Who has the toughest job in the nation's capital? How about the White House official who has to figure out a new way to put a positive spin on yet another mediocre monthly jobs report.
Here's what Jason Furman, chairman of the President's Council of Economic Advisers came up with for the latest report:
“With continued solid jobs gains, today’s employment report is another sign of progress, but we must continue to pursue policies that move our economy forward and restore middle class security.”
But are there “continued solid jobs gains”? Hardly.
White House officials often point out that “private sector employment has risen for 42 consecutive months, with businesses adding a total of 7.5 million jobs over that period.”
What they don’t say is that in the 56 months that Obama has been president, unemployment has fallen just 0.5 percent, from 7.8 percent when he was inaugurated to 7.3 percent today.
They also don't mention that the main contributor to the fall of the unemployment rate is people leaving the workforce altogether because they can't find work, with 312,000 leaving in August alone.
This month’s jobs report is hardly better than last month’s. Employment increased by 169,000 jobs in August, while 162,000 were allegedly added in July.
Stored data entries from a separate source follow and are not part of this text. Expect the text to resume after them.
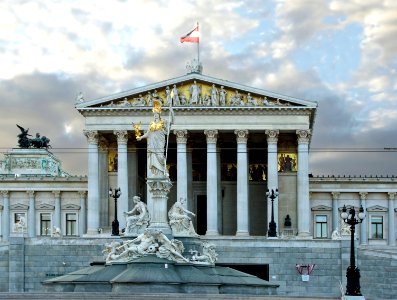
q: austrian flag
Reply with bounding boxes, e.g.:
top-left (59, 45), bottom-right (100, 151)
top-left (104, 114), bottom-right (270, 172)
top-left (180, 25), bottom-right (199, 43)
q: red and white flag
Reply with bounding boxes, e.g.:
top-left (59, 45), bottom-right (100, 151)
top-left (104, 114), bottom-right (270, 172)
top-left (180, 25), bottom-right (199, 43)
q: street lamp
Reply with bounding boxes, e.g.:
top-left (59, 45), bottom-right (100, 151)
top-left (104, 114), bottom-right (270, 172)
top-left (341, 204), bottom-right (365, 296)
top-left (267, 188), bottom-right (279, 237)
top-left (109, 188), bottom-right (121, 236)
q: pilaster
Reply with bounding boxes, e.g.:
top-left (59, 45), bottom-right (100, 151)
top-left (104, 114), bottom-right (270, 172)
top-left (52, 191), bottom-right (61, 231)
top-left (27, 190), bottom-right (35, 238)
top-left (331, 192), bottom-right (340, 232)
top-left (1, 191), bottom-right (10, 241)
top-left (388, 192), bottom-right (396, 246)
top-left (359, 192), bottom-right (368, 245)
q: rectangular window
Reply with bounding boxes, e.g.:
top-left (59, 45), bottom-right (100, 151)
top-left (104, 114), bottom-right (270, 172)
top-left (315, 215), bottom-right (327, 238)
top-left (13, 212), bottom-right (26, 232)
top-left (66, 213), bottom-right (77, 236)
top-left (40, 213), bottom-right (51, 236)
top-left (371, 216), bottom-right (383, 239)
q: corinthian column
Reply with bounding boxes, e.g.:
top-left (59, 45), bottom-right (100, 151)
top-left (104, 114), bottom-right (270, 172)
top-left (205, 129), bottom-right (218, 235)
top-left (235, 129), bottom-right (249, 236)
top-left (265, 130), bottom-right (279, 233)
top-left (27, 190), bottom-right (35, 237)
top-left (1, 191), bottom-right (10, 241)
top-left (296, 129), bottom-right (311, 238)
top-left (174, 129), bottom-right (188, 207)
top-left (388, 192), bottom-right (396, 246)
top-left (359, 192), bottom-right (368, 245)
top-left (83, 130), bottom-right (99, 235)
top-left (114, 130), bottom-right (129, 230)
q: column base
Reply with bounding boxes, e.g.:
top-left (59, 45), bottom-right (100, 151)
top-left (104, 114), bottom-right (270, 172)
top-left (85, 228), bottom-right (101, 236)
top-left (236, 231), bottom-right (249, 237)
top-left (205, 230), bottom-right (219, 236)
top-left (296, 231), bottom-right (312, 239)
top-left (343, 296), bottom-right (365, 300)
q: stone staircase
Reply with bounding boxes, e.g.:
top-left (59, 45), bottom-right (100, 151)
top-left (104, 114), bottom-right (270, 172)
top-left (0, 293), bottom-right (340, 300)
top-left (359, 246), bottom-right (397, 300)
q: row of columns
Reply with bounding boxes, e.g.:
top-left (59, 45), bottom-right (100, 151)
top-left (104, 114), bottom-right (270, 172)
top-left (331, 191), bottom-right (396, 246)
top-left (0, 190), bottom-right (86, 240)
top-left (84, 128), bottom-right (312, 236)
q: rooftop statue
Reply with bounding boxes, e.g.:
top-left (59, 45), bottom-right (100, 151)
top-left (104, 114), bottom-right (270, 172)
top-left (16, 124), bottom-right (51, 149)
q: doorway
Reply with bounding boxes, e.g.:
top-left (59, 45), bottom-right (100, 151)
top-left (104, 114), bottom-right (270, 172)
top-left (196, 195), bottom-right (207, 235)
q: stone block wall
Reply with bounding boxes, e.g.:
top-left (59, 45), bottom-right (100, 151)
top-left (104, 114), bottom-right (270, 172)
top-left (210, 238), bottom-right (343, 298)
top-left (0, 237), bottom-right (395, 298)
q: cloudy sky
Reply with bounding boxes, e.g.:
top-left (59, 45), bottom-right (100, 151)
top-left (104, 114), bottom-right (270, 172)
top-left (0, 0), bottom-right (396, 176)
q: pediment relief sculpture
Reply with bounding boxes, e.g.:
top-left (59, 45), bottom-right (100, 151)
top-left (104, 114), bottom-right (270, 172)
top-left (97, 81), bottom-right (298, 109)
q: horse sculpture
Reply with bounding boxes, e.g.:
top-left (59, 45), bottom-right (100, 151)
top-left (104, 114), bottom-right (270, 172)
top-left (16, 125), bottom-right (51, 149)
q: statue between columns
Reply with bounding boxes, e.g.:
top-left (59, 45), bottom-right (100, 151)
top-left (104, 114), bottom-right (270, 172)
top-left (135, 99), bottom-right (173, 178)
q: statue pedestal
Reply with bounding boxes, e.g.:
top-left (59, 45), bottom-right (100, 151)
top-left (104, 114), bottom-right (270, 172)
top-left (147, 177), bottom-right (172, 236)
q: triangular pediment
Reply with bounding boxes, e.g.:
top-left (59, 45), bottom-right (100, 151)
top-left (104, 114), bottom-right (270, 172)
top-left (36, 203), bottom-right (55, 210)
top-left (311, 205), bottom-right (332, 211)
top-left (367, 205), bottom-right (387, 212)
top-left (61, 203), bottom-right (80, 210)
top-left (76, 73), bottom-right (317, 110)
top-left (10, 203), bottom-right (29, 210)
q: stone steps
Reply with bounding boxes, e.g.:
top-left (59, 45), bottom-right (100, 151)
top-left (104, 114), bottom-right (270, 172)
top-left (0, 293), bottom-right (340, 300)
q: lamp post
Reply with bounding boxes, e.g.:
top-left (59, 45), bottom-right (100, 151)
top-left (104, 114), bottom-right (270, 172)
top-left (109, 188), bottom-right (121, 236)
top-left (267, 189), bottom-right (279, 237)
top-left (341, 204), bottom-right (365, 296)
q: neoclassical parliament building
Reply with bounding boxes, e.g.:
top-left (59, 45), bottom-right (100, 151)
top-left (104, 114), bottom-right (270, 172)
top-left (0, 64), bottom-right (396, 298)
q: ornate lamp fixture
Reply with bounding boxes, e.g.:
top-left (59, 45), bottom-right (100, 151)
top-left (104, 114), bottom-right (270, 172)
top-left (109, 188), bottom-right (121, 236)
top-left (341, 205), bottom-right (365, 296)
top-left (267, 189), bottom-right (279, 237)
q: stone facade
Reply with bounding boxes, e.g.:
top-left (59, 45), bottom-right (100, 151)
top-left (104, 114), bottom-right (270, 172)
top-left (0, 70), bottom-right (396, 298)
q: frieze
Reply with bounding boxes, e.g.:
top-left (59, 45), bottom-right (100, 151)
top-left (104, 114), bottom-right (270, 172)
top-left (94, 81), bottom-right (300, 109)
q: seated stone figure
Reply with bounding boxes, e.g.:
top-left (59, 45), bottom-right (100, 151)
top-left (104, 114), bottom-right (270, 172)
top-left (123, 196), bottom-right (150, 236)
top-left (168, 197), bottom-right (198, 237)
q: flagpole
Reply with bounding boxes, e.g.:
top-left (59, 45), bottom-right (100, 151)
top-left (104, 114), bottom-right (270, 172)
top-left (197, 21), bottom-right (200, 64)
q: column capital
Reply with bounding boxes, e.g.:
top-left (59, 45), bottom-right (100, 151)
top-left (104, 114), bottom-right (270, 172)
top-left (265, 130), bottom-right (279, 144)
top-left (174, 129), bottom-right (188, 144)
top-left (359, 191), bottom-right (368, 200)
top-left (78, 191), bottom-right (87, 198)
top-left (296, 130), bottom-right (311, 144)
top-left (26, 190), bottom-right (35, 198)
top-left (388, 192), bottom-right (396, 200)
top-left (204, 129), bottom-right (218, 144)
top-left (52, 191), bottom-right (61, 198)
top-left (84, 130), bottom-right (99, 144)
top-left (235, 129), bottom-right (249, 143)
top-left (114, 130), bottom-right (128, 144)
top-left (0, 190), bottom-right (9, 198)
top-left (331, 192), bottom-right (340, 200)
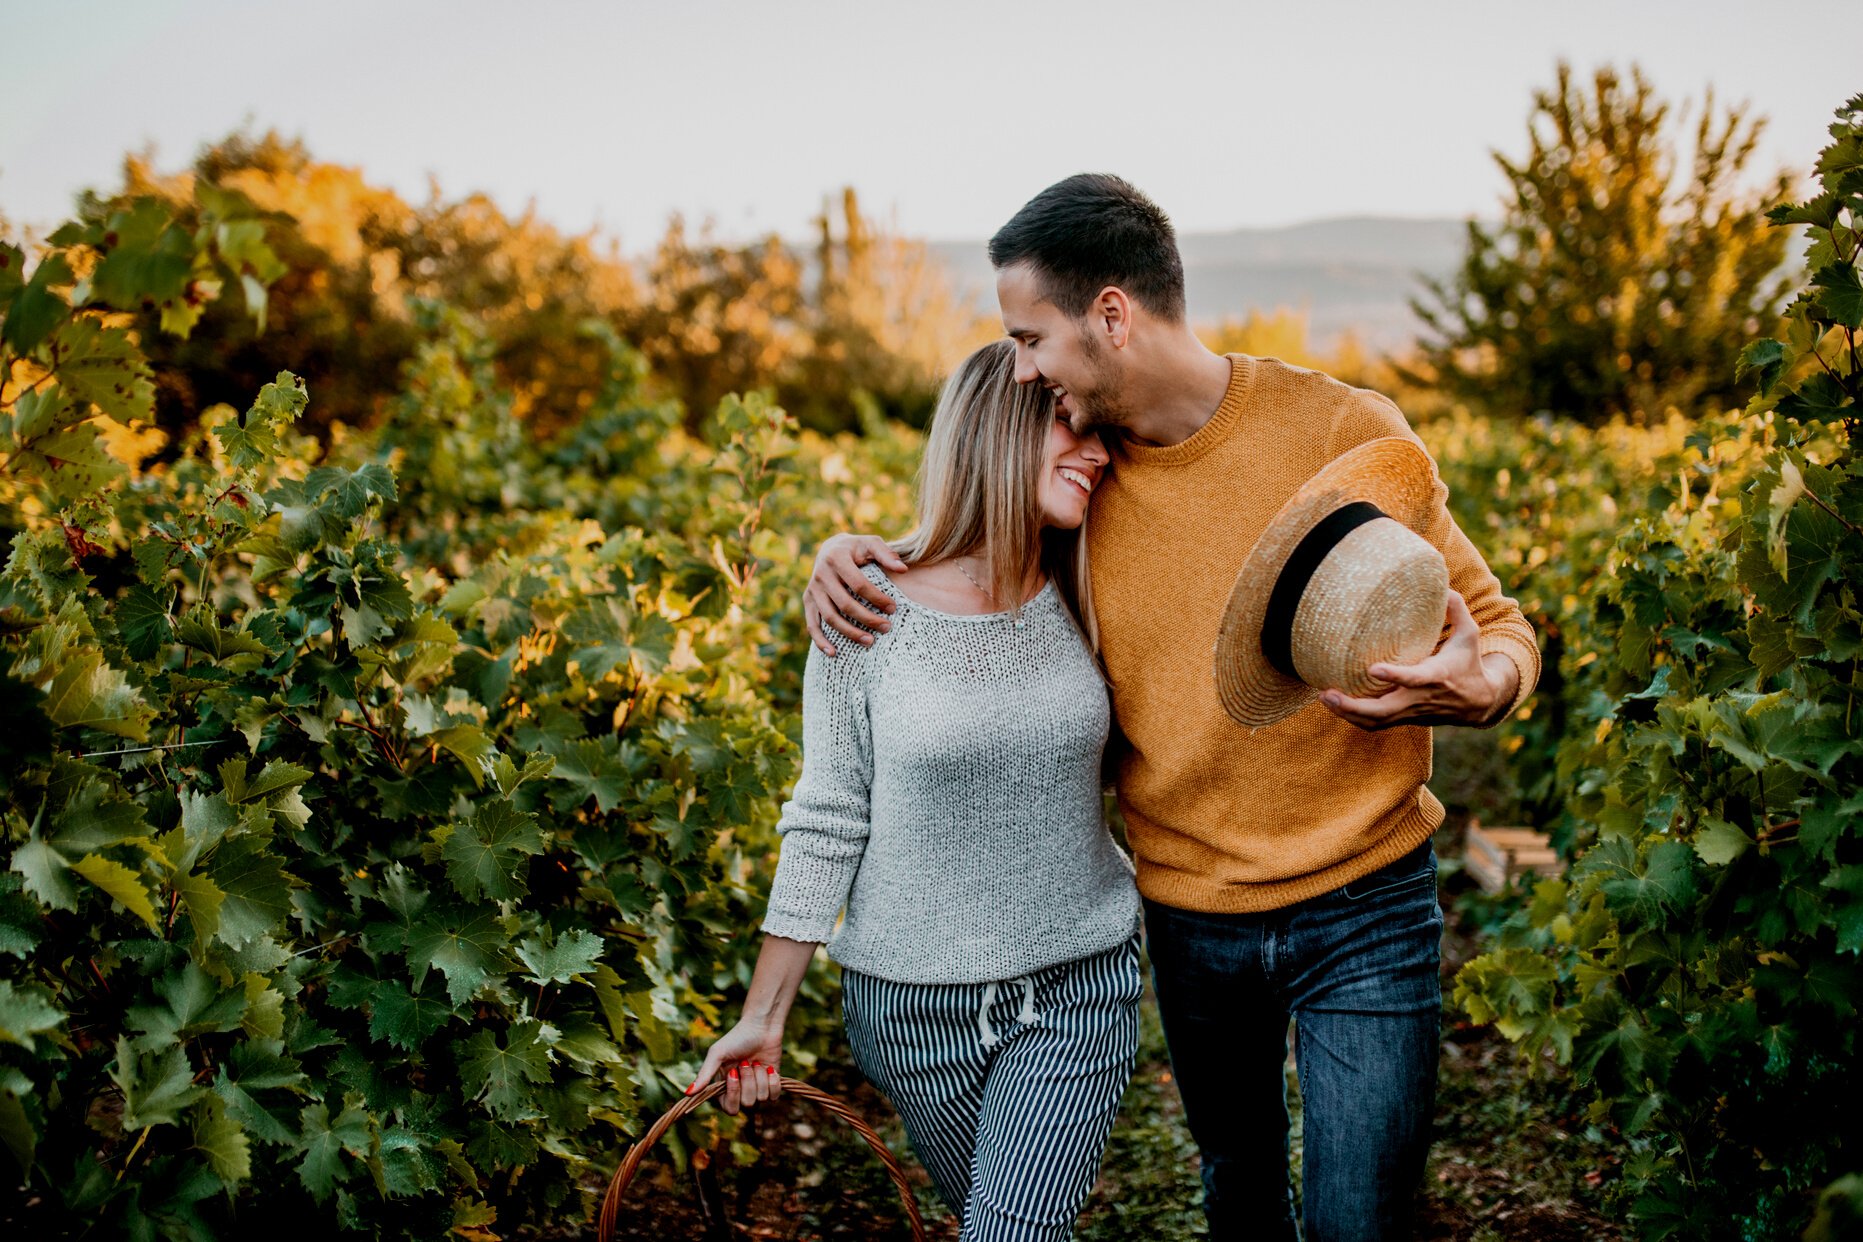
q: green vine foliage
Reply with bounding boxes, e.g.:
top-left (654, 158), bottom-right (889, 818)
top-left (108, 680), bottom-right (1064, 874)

But then the latter number was revised downward this month to 104,000.
The jobs picture remains bleak when broken down into demographics:
• Men: 7.1 percent (up from 7 percent in July)
• Women: 6.3 percent (down from 6.5 percent)
• Teens: 22.7 percent (down from 23.7 percent)
• Whites: 6.4 percent (down from 6.6 percent)
• Blacks: 13 percent (up from 12.6 percent)
• Hispanics: 9.3 percent (down from 9.4 percent)
• Asians: 5.1 percent (down from 5.7 percent)
• Americans with no high school degree: 11.3 percent (up from 11 percent)
• Americans with college degree or higher: 3.5 percent
The number of people employed part-time due to cuts in work hours declined by 34,000. There are still 866,000 discouraged workers in America, unchanged from last year.
The real unemployment rate, the U-6 rate (which includes total unemployed, including part-time workers) fell to 13.7 percent in July.
The long-term unemployed make up 37.9 percent of all unemployed Americans.
Nothing "solid" about those numbers.